The asset class is no longer off limits to individual investors. David Prosser discusses whether you should consider it.

Is it time for more investors to consider private equity? This type of alternative investment continues to be popular with professional investors: one leading private equity manager, Hermes, has just raised $389 (£298m) from a group of international pension funds, including several prominent British schemes. In the UK, meanwhile, new research from FE Trustnet shows that amongst investment companies, those offering access to alternative assets, including HarbourVest Global Private Equity, are currently attracting the most interest from financial advisers and wealth managers.

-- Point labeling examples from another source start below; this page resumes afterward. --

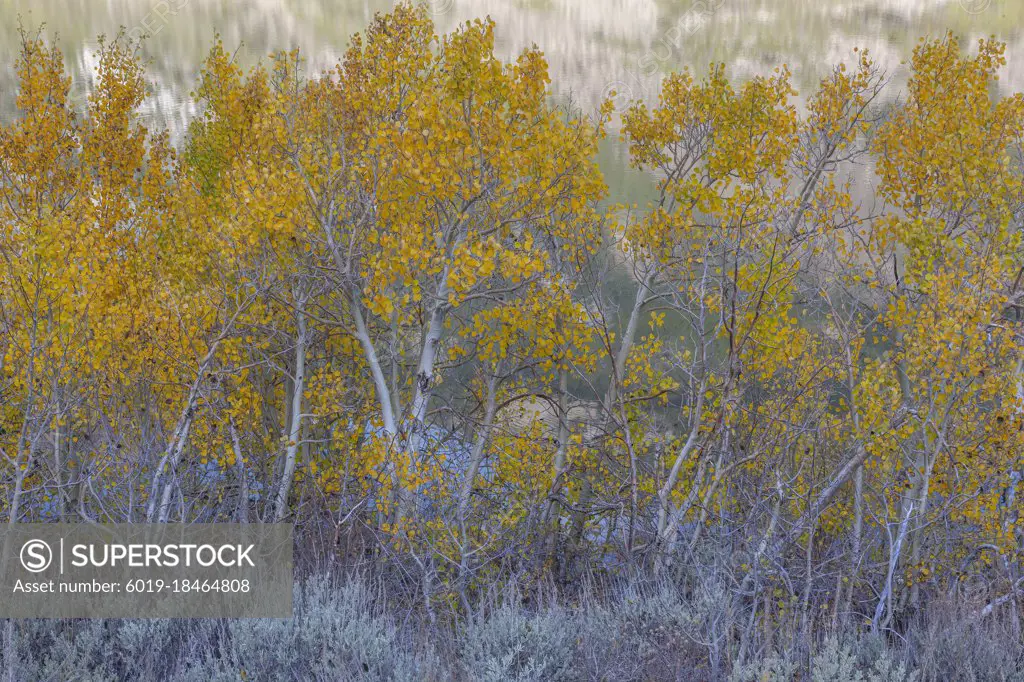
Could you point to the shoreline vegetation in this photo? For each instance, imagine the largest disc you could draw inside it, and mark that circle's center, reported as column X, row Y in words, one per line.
column 753, row 429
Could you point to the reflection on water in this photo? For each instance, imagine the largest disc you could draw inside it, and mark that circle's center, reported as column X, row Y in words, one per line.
column 593, row 46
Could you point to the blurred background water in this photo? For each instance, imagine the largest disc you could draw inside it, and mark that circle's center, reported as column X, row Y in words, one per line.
column 593, row 47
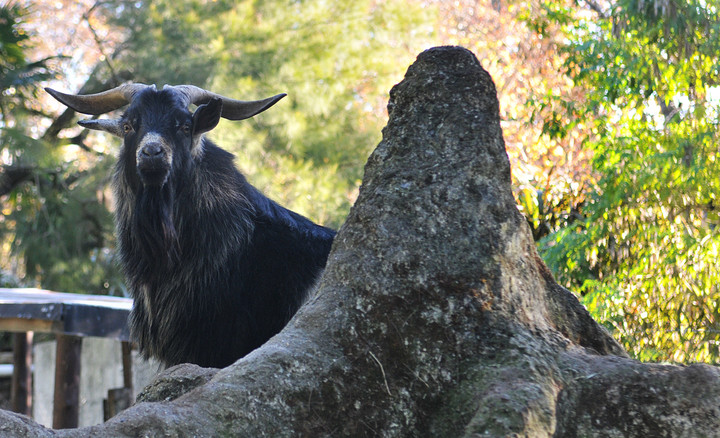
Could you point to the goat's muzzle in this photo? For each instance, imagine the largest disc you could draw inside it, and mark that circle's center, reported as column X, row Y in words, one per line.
column 154, row 160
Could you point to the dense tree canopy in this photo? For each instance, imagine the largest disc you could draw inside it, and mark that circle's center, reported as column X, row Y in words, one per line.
column 609, row 111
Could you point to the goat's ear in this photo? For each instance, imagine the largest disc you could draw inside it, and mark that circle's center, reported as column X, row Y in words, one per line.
column 113, row 126
column 207, row 116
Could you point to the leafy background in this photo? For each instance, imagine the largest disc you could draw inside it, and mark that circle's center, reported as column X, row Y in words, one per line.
column 609, row 111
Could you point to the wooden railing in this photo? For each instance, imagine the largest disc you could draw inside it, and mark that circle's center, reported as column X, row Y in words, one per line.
column 70, row 317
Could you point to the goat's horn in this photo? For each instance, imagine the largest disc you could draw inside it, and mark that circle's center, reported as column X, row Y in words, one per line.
column 99, row 103
column 232, row 109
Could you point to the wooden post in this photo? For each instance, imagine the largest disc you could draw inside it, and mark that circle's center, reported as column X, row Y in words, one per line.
column 127, row 364
column 21, row 392
column 67, row 382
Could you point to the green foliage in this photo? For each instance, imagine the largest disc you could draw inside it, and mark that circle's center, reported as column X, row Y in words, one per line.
column 53, row 223
column 644, row 257
column 336, row 61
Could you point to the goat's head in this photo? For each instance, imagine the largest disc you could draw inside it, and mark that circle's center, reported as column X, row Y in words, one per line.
column 158, row 129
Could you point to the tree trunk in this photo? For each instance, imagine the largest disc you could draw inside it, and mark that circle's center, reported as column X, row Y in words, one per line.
column 435, row 316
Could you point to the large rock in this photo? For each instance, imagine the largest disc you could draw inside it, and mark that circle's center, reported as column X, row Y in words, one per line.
column 435, row 315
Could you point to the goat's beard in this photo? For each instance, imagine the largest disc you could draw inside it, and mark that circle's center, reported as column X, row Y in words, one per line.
column 154, row 228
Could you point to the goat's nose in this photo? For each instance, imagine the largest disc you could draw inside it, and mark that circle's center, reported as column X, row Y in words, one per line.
column 151, row 150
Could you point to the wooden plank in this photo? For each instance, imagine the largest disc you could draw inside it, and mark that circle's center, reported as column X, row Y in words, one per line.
column 76, row 314
column 67, row 382
column 34, row 296
column 21, row 389
column 29, row 325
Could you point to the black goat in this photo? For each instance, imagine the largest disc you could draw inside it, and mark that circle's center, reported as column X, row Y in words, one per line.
column 215, row 268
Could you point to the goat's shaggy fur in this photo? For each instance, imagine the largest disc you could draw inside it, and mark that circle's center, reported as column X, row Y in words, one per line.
column 215, row 268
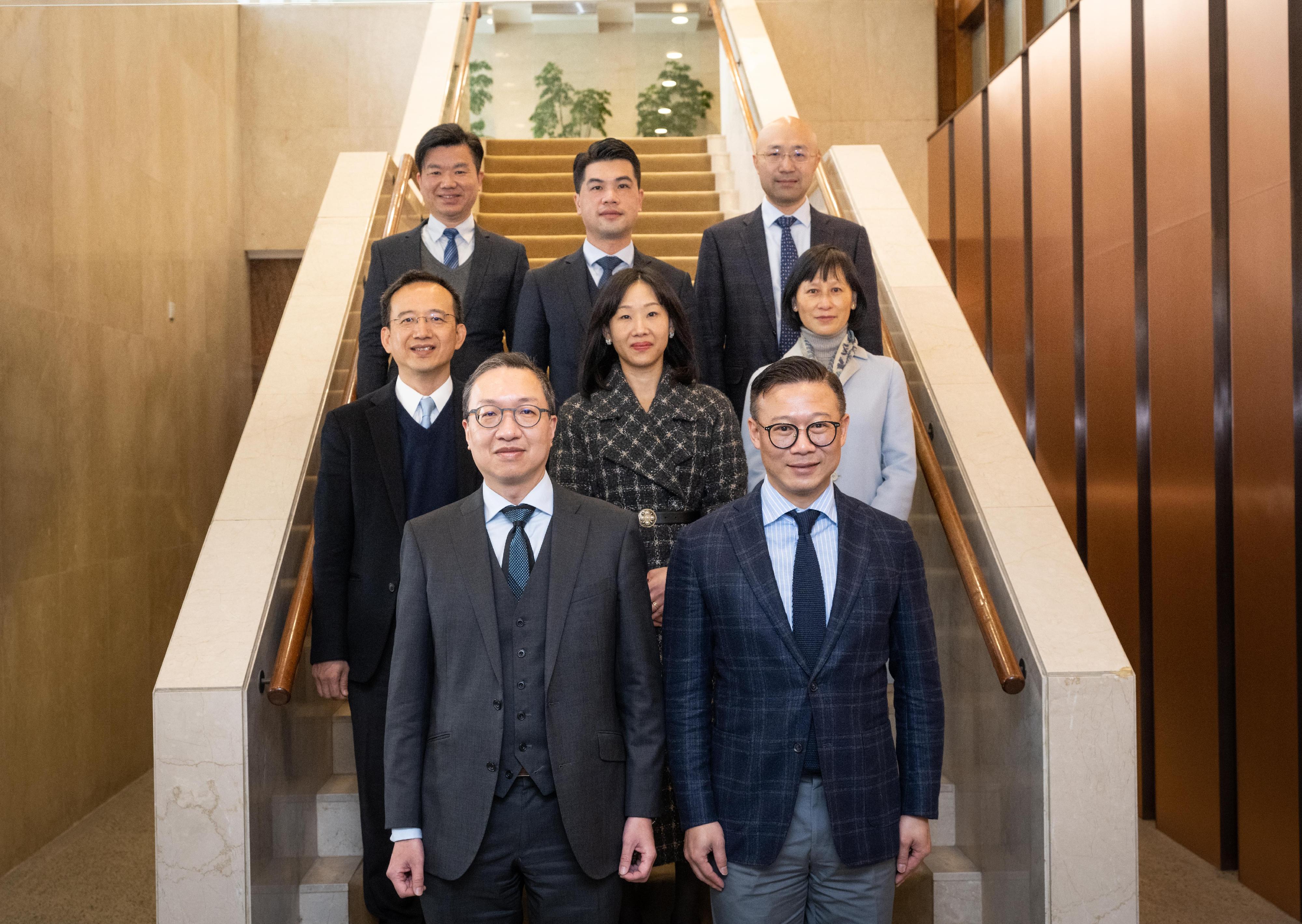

The allure of private equity is that managers are taking stakes in unlisted, privately-owned businesses they hope will grow rapidly, delivering more exciting returns than conventional stock market investments. They invest clients’ money in portfolios of these businesses and the asset class has long been an important component of many professional investors’ spreads of holdings.

Your invite to the party

Naturally, retail investors have often been attracted to private equity too. But traditionally, private equity managers have operated through partnerships open only to institutions or very high-net-worth individual investors with large sums to invest. These partnerships draw down funds from investors as and when money is needed so it is impossible to operate with hundreds or even thousands of investors.

However, the good news is private equity is no longer off-limits to individual investors: listed private equity funds have changed that. These investment companies issue shares that are traded on the stock market. The shares offer exposure to the funds’ underlying assets – the same sort of portfolio of private equity holdings as the partnerships are buying.

Such funds have democratised the private equity industry. It is now possible for any investor to buy exposure to private equity assets that were once the preserve of the institutions, with more than 20 investment companies offering access.

The idea is that investors are effectively getting in on the ground floor of a business’s (hopefully rapid) journey upwards. The private equity manager can be a catalyst for an acceleration of the business’s growth. These will very often be companies that are not yet fully formed. They may lack good non-executive directors, for example, or be still to fully develop strong networks of suppliers, customers and other stakeholders. They may be operating without key functions such as dedicated sales and marketing teams, or struggling to cope with governance and management processes as their businesses grow.

Private equity managers take a seat on the board and work with the company to address these issues. It’s about helping businesses achieve their full potential – think of private equity-owned companies as rough diamonds; there is enormous value within that polish and refinement can reveal.

Risk versus return

That’s not to say the work always pays off. Investors in listed private equity funds need to understand this is a riskier asset than, say, quoted companies. When a fund makes a mistake, it can’t just sell up and move on to a new investment – the problems have to be worked through and resolved.

Moreover, private equity funds very often deploy gearing, borrowing some of the funding needed to finance their investments in companies. This debt is repayable by the companies themselves, so the private equity fund gets more bang for its buck from the money it puts into the business. Gearing enhances the returns on profitable investments, but also exaggerates the losses when companies fail.

Some protection for investors comes in the form of diversification. Since a private equity fund has a number of holdings, a poor performance from one of them should be disappointing rather than disastrous. Nevertheless, private equity fund performance is rarely linear – returns can often be lumpy.

Still, for investors comfortable with the risk profile of listed private equity funds – especially those able to invest on a long-term view – the compensation is the potential for superior long-term performance. Individual and institutional investors increasingly recognise that potential and are adding private equity holdings to their portfolios in order to boost overall performance.